Somebody shoved a chair in Flint’s direction, but he kept on moving toward the stage and the siren call of Jo—singing as if he were the only person in the room. He wanted her to be singing to him so much that he was sick with the need of it. One of the Good Guys. Not a badass anymore, even after he’d left her and the town stranded yesterday and all but kicked her out of his life. She understood?
It wasn’t until she let her voice rise and ring out with “He might not always be my friend, but he’ll always be my dad,” that Flint nearly sank to his knees in shock.
She was singing his sons’ song. She had stayed here so he could hear what they had written. He choked and halted near the stage as he tried to absorb his sons’ sentiments from the song. They didn’t think he was a full time jerk, the man who’d driven away their mother and deserted them? His kids were speaking through their song as he once had, showing him that music could be a gift when it was used right.

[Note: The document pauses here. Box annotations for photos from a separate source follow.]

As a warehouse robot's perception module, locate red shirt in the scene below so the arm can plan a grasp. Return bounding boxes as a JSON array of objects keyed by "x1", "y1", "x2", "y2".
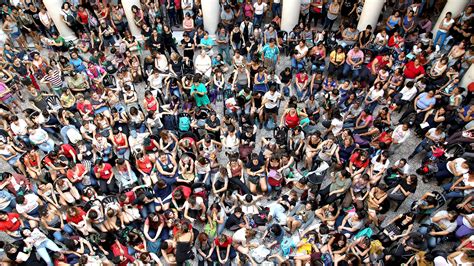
[
  {"x1": 145, "y1": 96, "x2": 158, "y2": 111},
  {"x1": 367, "y1": 55, "x2": 390, "y2": 72},
  {"x1": 137, "y1": 155, "x2": 153, "y2": 174},
  {"x1": 76, "y1": 101, "x2": 92, "y2": 114},
  {"x1": 66, "y1": 163, "x2": 86, "y2": 183},
  {"x1": 0, "y1": 213, "x2": 21, "y2": 232},
  {"x1": 349, "y1": 152, "x2": 369, "y2": 169},
  {"x1": 120, "y1": 190, "x2": 137, "y2": 207},
  {"x1": 66, "y1": 207, "x2": 86, "y2": 224},
  {"x1": 403, "y1": 61, "x2": 425, "y2": 79},
  {"x1": 61, "y1": 144, "x2": 77, "y2": 159},
  {"x1": 214, "y1": 236, "x2": 232, "y2": 248},
  {"x1": 77, "y1": 10, "x2": 89, "y2": 24},
  {"x1": 296, "y1": 73, "x2": 308, "y2": 83},
  {"x1": 285, "y1": 113, "x2": 300, "y2": 128},
  {"x1": 171, "y1": 186, "x2": 191, "y2": 199},
  {"x1": 94, "y1": 163, "x2": 113, "y2": 180}
]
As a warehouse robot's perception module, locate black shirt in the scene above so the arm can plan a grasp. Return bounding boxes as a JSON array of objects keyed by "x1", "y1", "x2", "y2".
[{"x1": 225, "y1": 214, "x2": 244, "y2": 229}]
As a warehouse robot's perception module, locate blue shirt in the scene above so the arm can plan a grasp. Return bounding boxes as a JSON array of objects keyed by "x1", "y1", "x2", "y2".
[
  {"x1": 262, "y1": 44, "x2": 280, "y2": 61},
  {"x1": 416, "y1": 92, "x2": 436, "y2": 110},
  {"x1": 201, "y1": 37, "x2": 214, "y2": 46}
]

Johnnie shyly hobbled up to him. Flint draped his arm over his younger son’s shoulder and hugged him. He wasn’t a crying man, but his eyes were wet as Jo belted out the chorus one more time. Seeing Adam hovering behind the band’s guitar player, Flint beckoned for him to join them. Looking proud and embarrassed at the same time, Adam took his place on Flint’s left. Tall, with his dark hair falling in his face, he’d chosen a black sling for his wrist and looked like a pirate.
Flint knew all about meter and rhyme and market niches, but all the prosaics of the business flew out of his head, leaving only the thought that he was hearing the most beautiful, heart-rending piece he’d ever heard in his life. He may have done most everything wrong, but his sons were willing to forgive. If he died right this minute, it would be as a proud and happy man.
But he didn’t intend to die anytime soon, not when he’d just been offered the chance to have the sun and the moon and the stars. Instead of dodging the difficult and hiding his hurt behind attitude, he had to take the risk of falling flat on his mug in front of friends and family and an entire town.
He sure the hell was man enough to do what a man ought to do, no matter how high the danger that Jo would punch him in the nose and walk away.
This time, he wouldn’t give up what he loved without a fight.
***
Jo sobbed out the last note. Flint looked so stricken standing there in his Sunday hat, with his arms wrapped around his boys that she wanted to break down in tears and turn back the hands of time. The three of them looked good together, stalwart and strong, despite the cast and sling.
She smiled a little at that. Boys would be boys. She understood that just fine. But grown men now, that was another kettle of fish. She was just a wee bit shaky at her presumption.
She had no idea what was going through Flint’s head. She didn’t know if he had any notion of what she was telling him. So far, everyone had told her she was crazy.
And she was. She was so crazy in love that she was willing to risk it all, all over again. She had grits for brains. And a heart that desperately needed to love.
The music ended, and she didn’t know what to do. She’d said everything she knew how to say, in the only way she knew how to say it. She didn’t have any more brazen left in her. The audience was clapping and laughing and Flint was still standing there, staring at her as if she might disappear at any minute.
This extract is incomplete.